Talking Heidigger after bedtime


The powerful engagement with complexity doesn't end in the classroom for the tight-knit group of religious studies faculty.

"I've had the opportunity to get be on the search committee for all of my colleagues, and we really think our best resource is our faculty. I don't think all students realize how active in research they are," Malbon said.

The small size of the program allows the faculty to both work more closely with their students as well as with their faculty colleagues.

"I get a lot of my ideas, and we develop a lot of our ideas through undergraduate teaching. It's very easy to ask research questions in undergraduate classes," Britt said. "You could call it learning communities, you could call it the merger of teaching and research that happens in a small program like this. The fruits of our research tend to be primarily single-authored papers and books ... but if you read our footnotes, we often cite each other and thank each other and our students for ideas that we get."

It's a powerfully inviting environment for new faculty like assistant professor of Judaic studies Ben Sax, who arrived on campus in the fall of 2008.

"Just on this side of the hall I have three-world recognized scholars in their craft who are generous with their time and generous with their help.
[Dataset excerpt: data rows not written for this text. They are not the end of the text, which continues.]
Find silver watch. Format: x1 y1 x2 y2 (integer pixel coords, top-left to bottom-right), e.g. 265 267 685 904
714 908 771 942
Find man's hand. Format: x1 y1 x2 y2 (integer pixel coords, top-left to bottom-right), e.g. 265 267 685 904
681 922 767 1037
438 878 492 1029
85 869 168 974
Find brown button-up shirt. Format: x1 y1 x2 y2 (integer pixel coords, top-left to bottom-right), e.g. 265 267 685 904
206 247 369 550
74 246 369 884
So while you're dealing with the labyrinthine bureaucracy of the university, there's a home with the people that you may not find in other places where egos tend to lead the goals and aspirations of the department," Sax said.

The close academic proximity helps to assuage some of the structural challenges of the university system. While a lack of support for faculty travel and the resources to hire new faculty members are irksome, the paucity of material at Newman Library is the subject of special vitriol.
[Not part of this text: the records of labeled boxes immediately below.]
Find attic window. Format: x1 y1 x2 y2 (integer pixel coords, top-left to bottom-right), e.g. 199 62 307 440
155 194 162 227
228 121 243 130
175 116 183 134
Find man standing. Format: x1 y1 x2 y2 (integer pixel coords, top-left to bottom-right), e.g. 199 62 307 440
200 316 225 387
"The library is our laboratory, it is the basis, the center for our research tools and at the moment it doesn't really serve the needs of our undergraduate teaching much less our research," Britt said.

Perhaps most wounding (and puzzling) to the group is the need to justify their craft in the eyes of the broader university.
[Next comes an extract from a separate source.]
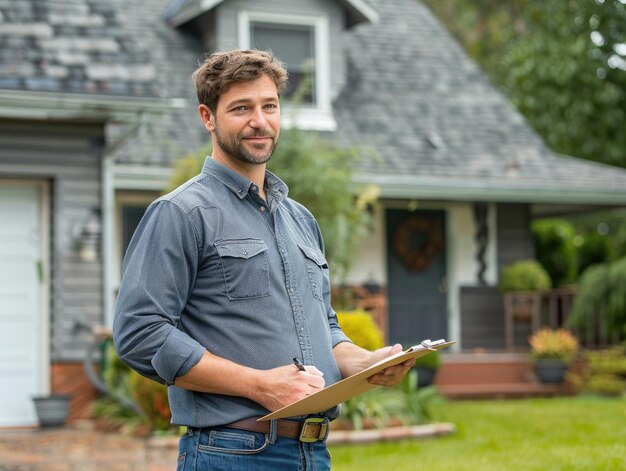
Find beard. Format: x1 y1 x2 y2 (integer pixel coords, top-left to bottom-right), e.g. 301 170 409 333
214 122 278 165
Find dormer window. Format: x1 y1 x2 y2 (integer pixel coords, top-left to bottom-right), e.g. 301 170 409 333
239 11 336 131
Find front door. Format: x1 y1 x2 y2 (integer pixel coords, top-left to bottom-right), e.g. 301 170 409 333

"I've spent countless hours explaining to colleagues and administrators what it is we do. It seems counter-intuitive when we equally have Ph.D.s from fairly reputable places," Sax, whose doctorate is from the University of Chicago, said.

Kao, a Harvard Ph.D., added that one needs only to pick up a newspaper to see the import of the religious studies craft.

"On the American stage, you can not understand our basic institutions or even everyday politics unless you know more about religion than what you know confessionally. If anything, I only mean to say I find the question that we would have to justify what we do to be, "Really? Really you have to justify the study of religion?" Kao said.

At a time when budget cuts will cause the dissolution of the department of interdisciplinary studies, the academic home of religious studies, the religious studies faculty do have one significant booster. College of Liberal Arts and Human Sciences Dean Sue Ott Rowlands has publicly stated her support for the program.

"She's encouraged us to think big about our future," Britt said.

It's an assurance that comes close to the camaraderie that makes working as a religious studies faculty member at Virginia Tech a unique experience. After putting his daughter to bed one weekday evening, Ben Sax was considering watching college basketball or heading to bed with a book when the phone rang. It was professor Ananda Abeysekara. And he was hopping mad.

Abeysekara had just encountered a particular reading of the German scholar Martin Heidigger he considered violently racist.

"It was entirely because he was so angry about something he was reading that he needed to vent. So by venting to me I got access to this interpretation and wisdom that I wouldn't have otherwise that isn't circumscribed to this place and time - I'll call someone at home. The life of the mind doesn't end at home. I love that," Sax said. "It makes this place immeasurably wonderful."